Le traité de non-double imposition entre l’Inde et Maurice cessera d’exister, dans sa forme actuelle, à partir d’avril 2017. Les discussions au niveau politique et technique ont été bouclées la semaine dernière et Maurice s’en sort avec un « deal » qualifié « d’inespéré » par le camp local. Comme prévu, ce ne sont pas les techniciens mais les politiques qui ont tranché le débat. Notamment lors d’une discussion entre Roshi Bhadain, le ministre des Services financiers, et Arun Jaitley, le ministre des Finances de la Grande péninsule.

Les autorités indiennes et locales n’aiment pas le mot « compensation ». Mais dans les faits, Maurice reçoit un dédommagement de quelque Rs 12,7 milliards (un peu plus de 350 millions) USD à la suite de la révision du traité le liant à l’Inde. C’est ce qu’a annoncé Roshi Bhadain aujourd’hui, lors d’une conférence de presse.

Cette somme prend la forme d’un appui budgétaire global, sous forme de don, à être injecté dans le Budget 2016-2017.

L’idée de décaisser cette somme aussi vite a fait tiquer la partie indienne.
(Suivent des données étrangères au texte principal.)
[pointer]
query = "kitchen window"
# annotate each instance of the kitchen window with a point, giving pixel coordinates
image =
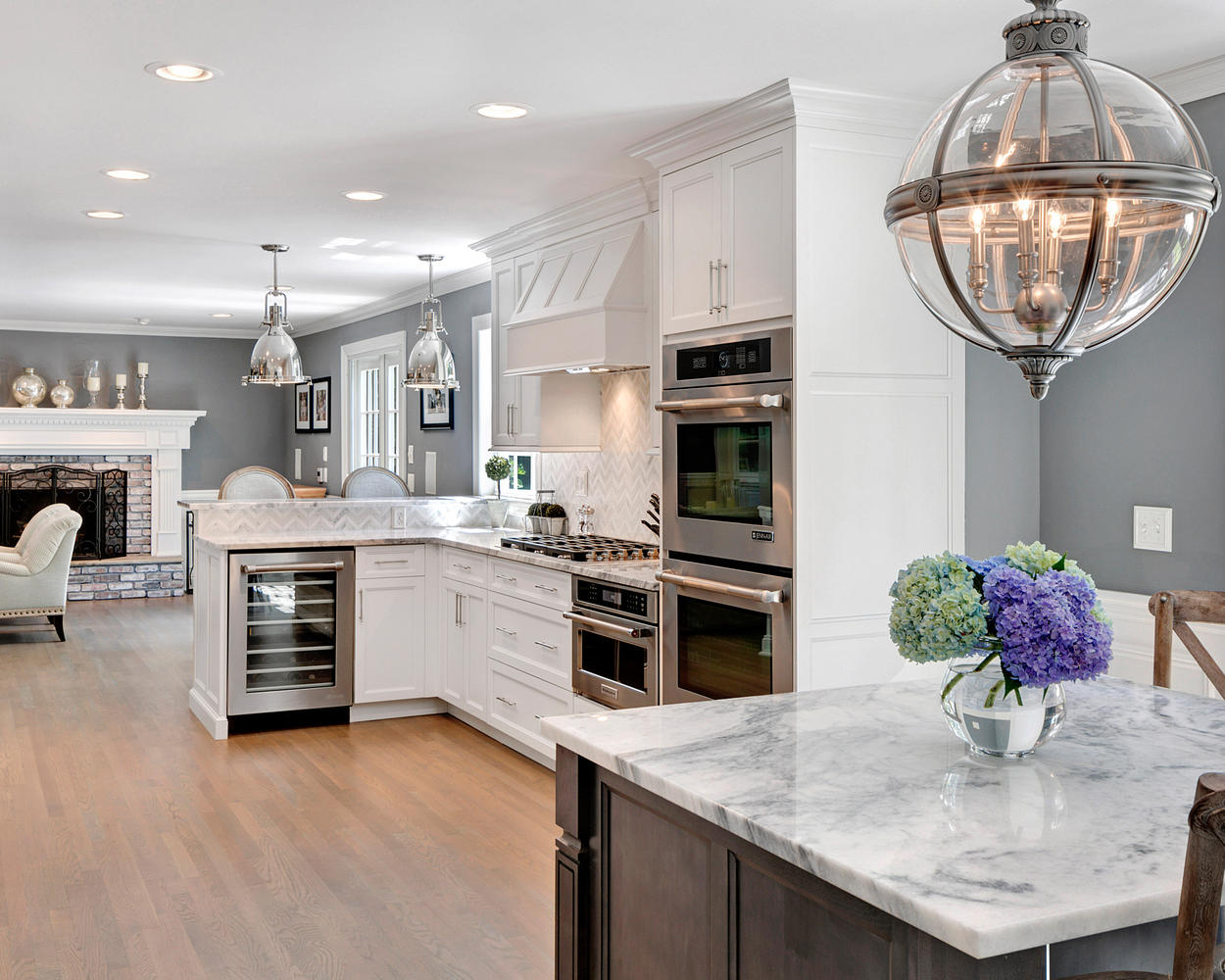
(372, 403)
En face, cependant, la partie mauricienne a argué que des projets existent déjà et pourraient être financés dès que le don indien est décaissé.

Le grand retour du métro léger

Ainsi, Rs 3,7 milliards iront au financement de Heritage City. Notamment pour la construction du nouveau bureau du Premier ministre et du Parlement. Tandis qu’une enveloppe de Rs 1,8 milliard est prévue pour le centre international de conférences. Non loin de la nouvelle ville, à côté de Bagatelle Dam, c’est le Mauritius International Finance Centre qui sera financé à hauteur de Rs 3,6 milliards par l’aide indienne.

Nous avons, par ailleurs, appris de source indienne qu’un projet enterré depuis début 2015, celui du métro léger, sera remis sur les rails. La relance de ce projet, baptisé Metro Express et qui sera annoncé dans le prochain Budget, pourrait s’accompagner d’une révision à la baisse du coût global de ce nouveau réseau de transport, évalué à Rs 22 milliards à fin 2014. Celui-ci desservira également Heritage City.

Si l’aide étrangère est d’habitude liée à l’utilisation de constructeurs étrangers, l’accord de don entre l’Inde et Maurice précise que les procédures d’appels d’offres seront toutefois intégralement administrées par Maurice.

Grand-père se porte bien

L’une des plus grandes craintes liées à la renégociation ou à la disparition pure et simple du traité était liée à l’avenir des montages financiers d’entrepreneurs indiens déjà constitués dans le secteur global business local. Or, l’Inde et Maurice se sont entendus pour mettre en œuvre une « grandfathering  clause ». Cela permet, en fait, aux entreprises indiennes utilisant la juridiction mauricienne de continuer à bénéficier des avantages fiscaux locaux et de ne pas être imposées au taux de corporate tax indien. Une bonne partie des global business companies de Maurice continuera ainsi à gérer les affaires de leurs clients indiens qui auront utilisé la plateforme d’affaires locale jusqu’à avril 2017.

En embuscade, le secteur des affaires de Singapour a régulièrement tiré à boulets rouges sur Maurice, seule autre juridiction en compétition réelle pour les investissements à destination d’Inde. Or, l’accord entre Maurice et l’Inde prévoit que le traité de non-double imposition Inde-Singapour ne pourrait être plus avantageux que celui de Maurice. Et devra donc être renégocié pour être, dans le meilleur des cas, aligné sur les avantages consentis à Maurice. En accord avec le principe de commerce international de Most Favoured Nation.

Enfin, la juridiction locale maintiendra un avantage comparatif sur le taux de corporate tax applicable pour les entreprises utilisant le secteur du global business.